Wednesday, November 25, 2009

Stonewise: Aventurine

Aventurine is often called the abundance stone, so I thought it was appropriate to have a look at this beautiful green stone the day before Thanksgiving.

First let's have a look at what Ardriana has to say shall we?

Aventurine is made of tightly packed quartz which contains crystals of chrome rich mica that gives the stone a metallic iridescence. Aventurine has been confused with Amazonite and Jade.

Folklore: Aventurine was revered by the ancient Tibetans. They used it to represent the "eyes" in sacred statues, thus symbolizing increased divinatory powers. Once called the "Stone of Heaven".

Magick: A good fortune stone for health, money and business success. It suggests a springtime regeneration. Speeds general healing. Increases perception and intelligence while it stimulates creativity.

How I use it in my jewelry...Aventurine is an interesting stone to look at because it has translucent properties though it isn't always translucent. Sometimes it looks like a scattering of crystals caught under a quartz glaze, with the odd streak of metal shimmering through it. Other times it's more dense, a deep green, like a primeval forest. Pale green Aventurine sometimes has streaks of darker crystals running through it. Each color variation has it's own character and beauty to it and I can get lost looking inside a piece.
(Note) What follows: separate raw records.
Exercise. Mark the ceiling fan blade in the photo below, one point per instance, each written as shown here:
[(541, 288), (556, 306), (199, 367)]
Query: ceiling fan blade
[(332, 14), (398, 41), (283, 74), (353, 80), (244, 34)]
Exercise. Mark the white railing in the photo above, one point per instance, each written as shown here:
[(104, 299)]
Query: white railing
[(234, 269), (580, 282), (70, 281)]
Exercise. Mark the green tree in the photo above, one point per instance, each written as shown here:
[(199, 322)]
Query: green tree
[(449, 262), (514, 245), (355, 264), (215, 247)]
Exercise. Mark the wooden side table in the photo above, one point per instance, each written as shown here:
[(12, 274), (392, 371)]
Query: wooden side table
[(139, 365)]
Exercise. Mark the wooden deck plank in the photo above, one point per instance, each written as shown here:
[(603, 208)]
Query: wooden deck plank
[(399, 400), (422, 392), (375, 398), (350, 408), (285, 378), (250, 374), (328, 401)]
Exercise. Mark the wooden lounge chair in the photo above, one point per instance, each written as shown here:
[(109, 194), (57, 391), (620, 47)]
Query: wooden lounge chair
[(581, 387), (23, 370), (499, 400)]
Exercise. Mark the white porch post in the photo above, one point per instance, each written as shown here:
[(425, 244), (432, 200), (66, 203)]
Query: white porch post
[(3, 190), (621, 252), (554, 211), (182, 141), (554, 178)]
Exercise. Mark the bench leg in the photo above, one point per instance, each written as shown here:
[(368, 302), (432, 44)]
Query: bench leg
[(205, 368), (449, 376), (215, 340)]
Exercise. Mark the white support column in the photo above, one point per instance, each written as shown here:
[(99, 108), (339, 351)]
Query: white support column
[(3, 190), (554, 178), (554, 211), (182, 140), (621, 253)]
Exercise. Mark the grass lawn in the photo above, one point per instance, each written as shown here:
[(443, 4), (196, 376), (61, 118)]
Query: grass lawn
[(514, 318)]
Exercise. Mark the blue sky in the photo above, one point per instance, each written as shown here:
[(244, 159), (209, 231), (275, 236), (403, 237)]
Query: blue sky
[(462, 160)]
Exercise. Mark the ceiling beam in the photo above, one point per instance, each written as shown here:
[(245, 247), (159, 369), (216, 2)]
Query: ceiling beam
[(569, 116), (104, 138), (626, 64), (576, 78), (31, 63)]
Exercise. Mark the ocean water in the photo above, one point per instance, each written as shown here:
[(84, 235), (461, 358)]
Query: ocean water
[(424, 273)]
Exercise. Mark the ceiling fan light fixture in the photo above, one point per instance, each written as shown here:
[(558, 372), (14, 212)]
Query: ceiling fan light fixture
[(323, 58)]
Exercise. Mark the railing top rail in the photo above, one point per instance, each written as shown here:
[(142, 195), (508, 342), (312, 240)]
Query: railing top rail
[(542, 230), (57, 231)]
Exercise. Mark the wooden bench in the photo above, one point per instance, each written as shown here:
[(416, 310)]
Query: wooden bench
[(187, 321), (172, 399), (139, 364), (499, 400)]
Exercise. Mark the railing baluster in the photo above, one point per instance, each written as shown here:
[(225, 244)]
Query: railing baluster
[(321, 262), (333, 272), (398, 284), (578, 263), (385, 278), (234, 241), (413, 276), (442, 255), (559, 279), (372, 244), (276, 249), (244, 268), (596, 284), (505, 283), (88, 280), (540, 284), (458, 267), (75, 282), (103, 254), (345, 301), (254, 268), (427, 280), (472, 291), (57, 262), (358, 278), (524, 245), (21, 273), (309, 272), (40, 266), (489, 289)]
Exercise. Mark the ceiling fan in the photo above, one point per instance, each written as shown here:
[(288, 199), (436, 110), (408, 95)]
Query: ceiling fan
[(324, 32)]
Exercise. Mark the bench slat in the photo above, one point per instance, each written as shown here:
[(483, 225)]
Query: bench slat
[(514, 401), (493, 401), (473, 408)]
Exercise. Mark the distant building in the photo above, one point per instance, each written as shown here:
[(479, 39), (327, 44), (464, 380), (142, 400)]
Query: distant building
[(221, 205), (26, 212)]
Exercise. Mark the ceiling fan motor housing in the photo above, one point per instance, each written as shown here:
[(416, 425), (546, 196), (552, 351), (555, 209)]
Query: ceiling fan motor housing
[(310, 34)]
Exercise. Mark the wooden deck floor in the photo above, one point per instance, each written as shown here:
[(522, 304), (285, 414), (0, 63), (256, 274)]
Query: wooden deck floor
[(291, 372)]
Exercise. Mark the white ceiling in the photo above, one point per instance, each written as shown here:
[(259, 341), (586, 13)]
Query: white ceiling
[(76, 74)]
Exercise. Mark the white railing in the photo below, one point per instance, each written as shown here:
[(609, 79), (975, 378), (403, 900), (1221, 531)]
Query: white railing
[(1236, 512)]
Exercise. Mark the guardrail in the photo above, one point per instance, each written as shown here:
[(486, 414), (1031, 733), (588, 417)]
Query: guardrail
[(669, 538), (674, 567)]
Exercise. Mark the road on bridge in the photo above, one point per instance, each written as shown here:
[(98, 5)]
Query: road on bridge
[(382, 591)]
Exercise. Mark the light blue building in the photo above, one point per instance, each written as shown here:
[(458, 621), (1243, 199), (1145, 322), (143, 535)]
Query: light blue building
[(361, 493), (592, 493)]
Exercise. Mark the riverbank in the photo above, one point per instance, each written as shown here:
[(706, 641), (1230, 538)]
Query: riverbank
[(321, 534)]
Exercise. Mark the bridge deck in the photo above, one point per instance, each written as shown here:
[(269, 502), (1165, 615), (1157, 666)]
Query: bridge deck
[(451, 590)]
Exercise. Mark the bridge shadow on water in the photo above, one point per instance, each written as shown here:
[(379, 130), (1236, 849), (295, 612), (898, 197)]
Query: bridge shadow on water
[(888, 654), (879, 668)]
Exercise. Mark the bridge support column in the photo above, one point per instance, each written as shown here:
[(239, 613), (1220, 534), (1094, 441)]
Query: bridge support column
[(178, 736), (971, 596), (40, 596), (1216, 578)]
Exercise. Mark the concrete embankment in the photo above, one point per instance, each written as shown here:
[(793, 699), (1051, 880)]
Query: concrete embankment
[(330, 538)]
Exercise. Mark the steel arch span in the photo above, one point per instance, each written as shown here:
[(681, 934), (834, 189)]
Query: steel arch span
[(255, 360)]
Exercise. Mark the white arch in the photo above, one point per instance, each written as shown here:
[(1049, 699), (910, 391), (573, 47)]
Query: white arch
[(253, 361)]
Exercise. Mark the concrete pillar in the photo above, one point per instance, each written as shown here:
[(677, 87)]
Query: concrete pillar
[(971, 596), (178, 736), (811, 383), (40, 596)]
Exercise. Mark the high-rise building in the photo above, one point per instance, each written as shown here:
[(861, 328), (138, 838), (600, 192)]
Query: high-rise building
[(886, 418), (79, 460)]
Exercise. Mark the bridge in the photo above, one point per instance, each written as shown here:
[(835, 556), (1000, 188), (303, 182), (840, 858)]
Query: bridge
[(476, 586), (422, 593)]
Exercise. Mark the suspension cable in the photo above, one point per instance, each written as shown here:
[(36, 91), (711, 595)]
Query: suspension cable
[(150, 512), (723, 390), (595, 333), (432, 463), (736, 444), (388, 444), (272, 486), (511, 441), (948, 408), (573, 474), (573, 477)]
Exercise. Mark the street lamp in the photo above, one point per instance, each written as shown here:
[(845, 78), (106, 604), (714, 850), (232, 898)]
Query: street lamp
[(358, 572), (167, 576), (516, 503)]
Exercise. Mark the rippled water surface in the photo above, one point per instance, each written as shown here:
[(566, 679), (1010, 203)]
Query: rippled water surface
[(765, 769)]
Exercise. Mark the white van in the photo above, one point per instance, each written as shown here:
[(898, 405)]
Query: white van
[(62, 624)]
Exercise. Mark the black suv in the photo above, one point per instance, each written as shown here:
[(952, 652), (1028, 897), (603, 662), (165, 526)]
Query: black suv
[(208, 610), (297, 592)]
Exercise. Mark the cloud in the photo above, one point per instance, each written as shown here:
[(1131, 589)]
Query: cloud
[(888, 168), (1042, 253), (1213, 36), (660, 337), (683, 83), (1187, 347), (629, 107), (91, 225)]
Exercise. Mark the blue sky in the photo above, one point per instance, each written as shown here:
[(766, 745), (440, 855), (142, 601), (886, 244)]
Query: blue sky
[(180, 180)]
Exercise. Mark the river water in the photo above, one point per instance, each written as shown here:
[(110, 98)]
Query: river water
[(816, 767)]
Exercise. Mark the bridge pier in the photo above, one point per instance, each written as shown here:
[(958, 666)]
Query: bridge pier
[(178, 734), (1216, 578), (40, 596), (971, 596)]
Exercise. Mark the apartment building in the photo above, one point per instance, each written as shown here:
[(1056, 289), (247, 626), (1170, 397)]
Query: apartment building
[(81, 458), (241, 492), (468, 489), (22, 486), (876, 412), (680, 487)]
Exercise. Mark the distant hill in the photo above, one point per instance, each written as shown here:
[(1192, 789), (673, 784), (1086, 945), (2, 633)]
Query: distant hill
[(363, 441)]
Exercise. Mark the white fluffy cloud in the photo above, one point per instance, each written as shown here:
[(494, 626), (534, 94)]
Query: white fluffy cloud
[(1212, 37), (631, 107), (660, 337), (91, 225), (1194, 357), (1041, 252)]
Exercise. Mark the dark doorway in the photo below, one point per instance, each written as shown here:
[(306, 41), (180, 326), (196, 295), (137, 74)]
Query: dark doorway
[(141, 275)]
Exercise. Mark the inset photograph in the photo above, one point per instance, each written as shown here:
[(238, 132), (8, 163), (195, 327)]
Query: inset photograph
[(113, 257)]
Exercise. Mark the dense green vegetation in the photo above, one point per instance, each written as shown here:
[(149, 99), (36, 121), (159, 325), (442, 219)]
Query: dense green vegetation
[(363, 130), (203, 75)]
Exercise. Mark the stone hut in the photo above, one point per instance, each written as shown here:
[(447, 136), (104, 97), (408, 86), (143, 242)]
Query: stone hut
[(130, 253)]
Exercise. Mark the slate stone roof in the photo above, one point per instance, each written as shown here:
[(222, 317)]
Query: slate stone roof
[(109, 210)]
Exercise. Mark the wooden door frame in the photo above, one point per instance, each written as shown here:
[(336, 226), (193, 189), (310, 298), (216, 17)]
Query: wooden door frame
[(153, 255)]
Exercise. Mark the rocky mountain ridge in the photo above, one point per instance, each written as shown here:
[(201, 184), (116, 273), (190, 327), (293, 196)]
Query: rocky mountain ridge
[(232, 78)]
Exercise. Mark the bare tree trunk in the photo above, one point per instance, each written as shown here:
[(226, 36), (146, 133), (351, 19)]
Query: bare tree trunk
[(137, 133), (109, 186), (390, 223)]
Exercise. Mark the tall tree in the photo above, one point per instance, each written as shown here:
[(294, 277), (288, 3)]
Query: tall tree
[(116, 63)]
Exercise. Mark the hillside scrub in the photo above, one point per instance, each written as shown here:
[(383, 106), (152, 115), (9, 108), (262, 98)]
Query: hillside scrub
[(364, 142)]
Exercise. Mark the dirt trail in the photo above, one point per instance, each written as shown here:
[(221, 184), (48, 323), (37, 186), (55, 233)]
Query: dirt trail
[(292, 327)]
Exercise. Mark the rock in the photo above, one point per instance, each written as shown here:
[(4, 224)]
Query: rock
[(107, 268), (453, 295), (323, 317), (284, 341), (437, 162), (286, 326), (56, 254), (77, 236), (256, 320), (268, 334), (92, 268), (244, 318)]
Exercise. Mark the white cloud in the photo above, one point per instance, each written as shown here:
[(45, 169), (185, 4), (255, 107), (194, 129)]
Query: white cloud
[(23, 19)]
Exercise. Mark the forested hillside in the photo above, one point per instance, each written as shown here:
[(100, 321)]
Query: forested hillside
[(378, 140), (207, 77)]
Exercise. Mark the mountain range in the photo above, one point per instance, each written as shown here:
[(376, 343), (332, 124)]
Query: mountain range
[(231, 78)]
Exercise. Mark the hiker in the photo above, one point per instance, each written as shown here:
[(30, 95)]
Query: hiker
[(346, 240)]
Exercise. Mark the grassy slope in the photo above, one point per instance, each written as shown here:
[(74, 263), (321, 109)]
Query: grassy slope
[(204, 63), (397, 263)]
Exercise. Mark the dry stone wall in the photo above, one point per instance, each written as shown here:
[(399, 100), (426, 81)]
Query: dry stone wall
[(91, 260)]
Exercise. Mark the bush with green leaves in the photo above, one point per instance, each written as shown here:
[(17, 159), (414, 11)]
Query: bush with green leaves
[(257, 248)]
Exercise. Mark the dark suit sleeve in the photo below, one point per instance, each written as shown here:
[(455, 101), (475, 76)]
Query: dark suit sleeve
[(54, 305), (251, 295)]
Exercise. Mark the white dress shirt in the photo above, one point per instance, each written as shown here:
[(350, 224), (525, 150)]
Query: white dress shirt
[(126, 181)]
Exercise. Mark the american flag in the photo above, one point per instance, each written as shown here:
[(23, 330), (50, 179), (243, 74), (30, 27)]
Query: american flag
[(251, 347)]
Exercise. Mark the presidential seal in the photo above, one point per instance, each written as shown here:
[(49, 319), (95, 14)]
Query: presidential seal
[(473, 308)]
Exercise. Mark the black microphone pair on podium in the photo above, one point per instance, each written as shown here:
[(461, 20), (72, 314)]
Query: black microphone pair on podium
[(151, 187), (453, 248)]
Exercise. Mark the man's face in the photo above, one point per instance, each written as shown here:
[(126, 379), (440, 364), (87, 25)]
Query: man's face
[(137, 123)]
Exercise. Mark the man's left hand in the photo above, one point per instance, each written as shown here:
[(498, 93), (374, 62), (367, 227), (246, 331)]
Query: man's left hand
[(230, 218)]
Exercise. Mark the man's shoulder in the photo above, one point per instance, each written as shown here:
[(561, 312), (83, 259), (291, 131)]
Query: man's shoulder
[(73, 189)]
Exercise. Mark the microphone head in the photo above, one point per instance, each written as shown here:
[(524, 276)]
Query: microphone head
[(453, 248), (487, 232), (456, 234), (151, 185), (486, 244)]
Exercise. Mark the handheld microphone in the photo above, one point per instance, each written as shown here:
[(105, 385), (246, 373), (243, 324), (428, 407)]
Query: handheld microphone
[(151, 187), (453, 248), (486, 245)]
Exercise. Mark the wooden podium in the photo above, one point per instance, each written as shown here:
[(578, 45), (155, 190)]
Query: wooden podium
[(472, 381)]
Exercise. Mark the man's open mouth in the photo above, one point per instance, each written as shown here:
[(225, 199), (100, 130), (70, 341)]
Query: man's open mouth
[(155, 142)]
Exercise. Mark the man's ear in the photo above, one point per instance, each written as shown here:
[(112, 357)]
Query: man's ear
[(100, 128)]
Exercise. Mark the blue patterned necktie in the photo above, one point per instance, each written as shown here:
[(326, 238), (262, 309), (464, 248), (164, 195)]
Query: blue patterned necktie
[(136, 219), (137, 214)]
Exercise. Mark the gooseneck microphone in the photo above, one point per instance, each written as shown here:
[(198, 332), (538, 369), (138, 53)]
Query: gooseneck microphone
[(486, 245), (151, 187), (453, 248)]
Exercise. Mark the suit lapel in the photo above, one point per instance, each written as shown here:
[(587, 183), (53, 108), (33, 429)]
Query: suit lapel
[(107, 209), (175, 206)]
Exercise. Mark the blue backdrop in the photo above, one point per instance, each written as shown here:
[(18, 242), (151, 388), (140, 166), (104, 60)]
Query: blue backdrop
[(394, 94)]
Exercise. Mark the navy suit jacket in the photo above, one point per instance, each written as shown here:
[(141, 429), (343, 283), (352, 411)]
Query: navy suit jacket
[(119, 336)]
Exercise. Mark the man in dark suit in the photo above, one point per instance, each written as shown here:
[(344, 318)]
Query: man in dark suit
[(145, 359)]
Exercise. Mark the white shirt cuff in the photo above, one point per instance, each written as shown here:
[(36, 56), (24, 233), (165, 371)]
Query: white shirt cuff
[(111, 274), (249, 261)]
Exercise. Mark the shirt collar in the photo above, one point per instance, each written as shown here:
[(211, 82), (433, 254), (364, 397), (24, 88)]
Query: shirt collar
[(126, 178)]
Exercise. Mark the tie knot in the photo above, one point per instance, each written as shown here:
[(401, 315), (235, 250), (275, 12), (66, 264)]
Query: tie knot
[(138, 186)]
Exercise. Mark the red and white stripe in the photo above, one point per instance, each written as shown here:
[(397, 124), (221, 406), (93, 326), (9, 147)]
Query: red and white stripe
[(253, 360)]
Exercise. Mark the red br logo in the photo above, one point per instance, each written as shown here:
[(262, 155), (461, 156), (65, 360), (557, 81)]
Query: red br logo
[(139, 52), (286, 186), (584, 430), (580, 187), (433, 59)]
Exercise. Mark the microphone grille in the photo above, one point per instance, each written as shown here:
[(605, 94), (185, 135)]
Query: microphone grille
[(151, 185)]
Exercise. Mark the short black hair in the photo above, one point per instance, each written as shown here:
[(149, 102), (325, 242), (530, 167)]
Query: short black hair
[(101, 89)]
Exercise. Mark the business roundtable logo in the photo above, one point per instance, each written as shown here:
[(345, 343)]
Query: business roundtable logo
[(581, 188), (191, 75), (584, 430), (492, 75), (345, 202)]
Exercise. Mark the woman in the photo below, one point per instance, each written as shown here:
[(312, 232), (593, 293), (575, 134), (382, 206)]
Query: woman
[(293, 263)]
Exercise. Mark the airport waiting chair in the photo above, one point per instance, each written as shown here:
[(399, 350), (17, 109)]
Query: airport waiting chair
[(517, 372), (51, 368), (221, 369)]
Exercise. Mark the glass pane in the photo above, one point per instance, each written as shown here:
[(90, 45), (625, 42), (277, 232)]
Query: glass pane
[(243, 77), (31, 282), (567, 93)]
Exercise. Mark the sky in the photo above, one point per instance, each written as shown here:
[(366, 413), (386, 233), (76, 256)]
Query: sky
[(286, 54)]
Most of the time my magick intuition just uses stones based on their for strength, blue for peace, and green for healing. Aventurine is no exception, as I tend to use it in my healing jewelry, beautifully complimenting the other green stones I use like Moss Agate or Malachite (ahh...shameless self-promotion anyone?).

Aventurine can be a quiet stone that is sometimes overlooked next to some of its flashier brethren. One has to really delve to find the treasure in it, but once found, you can't miss it again. I look forward to discovering and learning more about blue and peach Aventurine, and figuring out how I can use it in new designs down the road.

And now you know a little more of why I do what I do.